One-Hot Encoding

Performs one-hot encoding on a set of categorical columns selected: it encodes categorical features using a one-hot scheme (also known as "one-of-K" scheme), and outputs a binary column for each distinct category in the input column.

Information at a Glance

Category Transform
Data source type HD
Sends output to other operators Yes1
Data processing tool Spark

The One-Hot Encoding operator is useful for turning categorical predictors into numeric (binary) predictors for algorithms that do not support categorical variables natively.

Note: Most of the ML algorithms available in Team Studio already include one-hot encoding as a preprocessing step directly.

Input

A single HDFS tabular data set.

Bad or Missing Values
Dirty data: When parsing delimited data, the One-Hot Encoding operator removes dirty data (such as strings in numeric columns, doubles in integer columns, or rows with the incorrect number of values) as it parses. These rows are silently removed because Spark is incapable of handling them.

Null values: Before performing one-hot encoding, the operator filters any rows that contain null values in the specified Columns to Encode. The operator then processes these rows with null values according to the value of the Write Rows Removed Due to Null Data To File parameter. The number of rows removed due to null data is reported in the Summary tab of the visual output.

Restrictions

For the maximum number of categories for each column selected on Columns to Encode, the default values is 30; this value can be modified in the Advanced Spark Settings menu (in the parameter Max Column Distinct Categories).

Configuration

Parameter Description
Notes Any notes or helpful information about this operator's parameter settings. When you enter content in the Notes field, a yellow asterisk is displayed on the operator.
Columns to Encode

*required

Select the categorical column(s) on which to perform one-hot encoding.
Keep Encoded Columns Define whether the input columns to encode should be kept in the output - yes or no (the default).
Drop Last Category Select Yes (the default) to indicate that the last category in the column to encode should be dropped. Otherwise, select No.

For example, if a column to encode "categ" contains three categories ("a", "b", "c") and Yes is selected for this parameter, the output data set contains only two encoded binary columns: "categ_a" and "categ_b" ("categ_c" is dropped).

Output Column Prefix (Optional) Specify a string to prepend to all the output encoded column names. This option can be useful if you want to select all of the encoded columns in a subsequent operator, because they all start with the same prefix, which simplifies filtering on the first letters and then selecting them.
Write Rows Removed Due to Null Data to File Rows with null values (only in the Columns to Encode) are removed from the analysis. Use this parameter to specify that the data with null values is written to a file. The file is written to the same directory as the rest of the output. The filename is appended with the suffix _baddata.
  • Do Not Write Null Rows to File (the default) - remove null value data and display in the result UI, but do not write to an external file.
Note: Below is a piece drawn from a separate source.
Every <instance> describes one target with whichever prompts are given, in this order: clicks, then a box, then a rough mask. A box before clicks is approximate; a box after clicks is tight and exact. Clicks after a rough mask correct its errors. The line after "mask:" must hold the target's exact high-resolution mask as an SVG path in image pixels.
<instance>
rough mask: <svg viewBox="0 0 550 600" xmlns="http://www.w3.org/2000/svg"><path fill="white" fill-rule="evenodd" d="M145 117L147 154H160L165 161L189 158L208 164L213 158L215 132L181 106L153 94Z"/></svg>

  • Do Not Write or Count Null Rows (Fastest) - remove null value data, but do not count and display in the result UI.

  • Write All Null Rows to File - remove null value data and write all removed rows to an external file.

Storage Format Select the format in which to store the results. The storage format is determined by your type of operator.
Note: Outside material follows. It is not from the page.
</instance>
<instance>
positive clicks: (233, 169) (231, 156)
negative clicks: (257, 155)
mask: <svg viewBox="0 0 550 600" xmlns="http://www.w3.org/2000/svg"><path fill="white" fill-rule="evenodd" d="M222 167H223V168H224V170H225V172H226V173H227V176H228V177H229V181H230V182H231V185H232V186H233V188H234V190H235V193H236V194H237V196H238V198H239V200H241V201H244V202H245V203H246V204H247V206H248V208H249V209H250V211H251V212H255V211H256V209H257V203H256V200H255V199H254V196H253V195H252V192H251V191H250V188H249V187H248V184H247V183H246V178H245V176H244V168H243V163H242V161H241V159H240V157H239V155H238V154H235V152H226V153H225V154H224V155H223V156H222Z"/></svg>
Typical formats are Avro, CSV, TSV, or Parquet.

Compression Select the type of compression for the output.
Available Parquet compression options.
  • GZIP
  • Deflate
  • Snappy
  • no compression

Available Avro compression options.

  • Deflate
  • Snappy
  • no compression
Output Directory The location to store the output files.
Output Name The name to contain the results.
Overwrite Output Specifies whether to delete existing data at that path.
  • Yes - if the path exists, delete that file and save the results.
  • No - fail if the path already exists.
Advanced Spark Settings Automatic Optimization
  • Yes specifies using the default Spark optimization settings.
  • No enables providing customized Spark optimization. Click Edit Settings to customize Spark optimization. See Advanced Settings Dialog Box for more information.

Output

Visual Output
  • Output preview:



  • Summary: parameters selected, null data removed from input and output location:



Data Output
The data set that contains the encoded columns.

Additional Notes

"Semi-terminal" operator
A partial schema can be transmitted to subsequent operators at design time, but you must run the operator for subsequent operators to see the final output schema.
Note: The final output schema of the Correlation Filter operator is cleared if one of the following occurs.
  • The user changes the configuration properties of the One-Hot Encoding operator.
  • The user changes the input connected to the One-Hot Encoding operator.
  • The user clears the step run results of the One-Hot Encoding operator.

In this case, the output schema transmitted to subsequent operators again becomes the partial schema defined at design time (hence, subsequent operators can turn invalid), and you must run the One-Hot Encoding operator again to transmit the new output schema.

1 The full output schema is not available until you step run the operator. After you run this operator, the output schema automatically updates, and subsequent operators either validate or turn red, depending on the structure of the output data.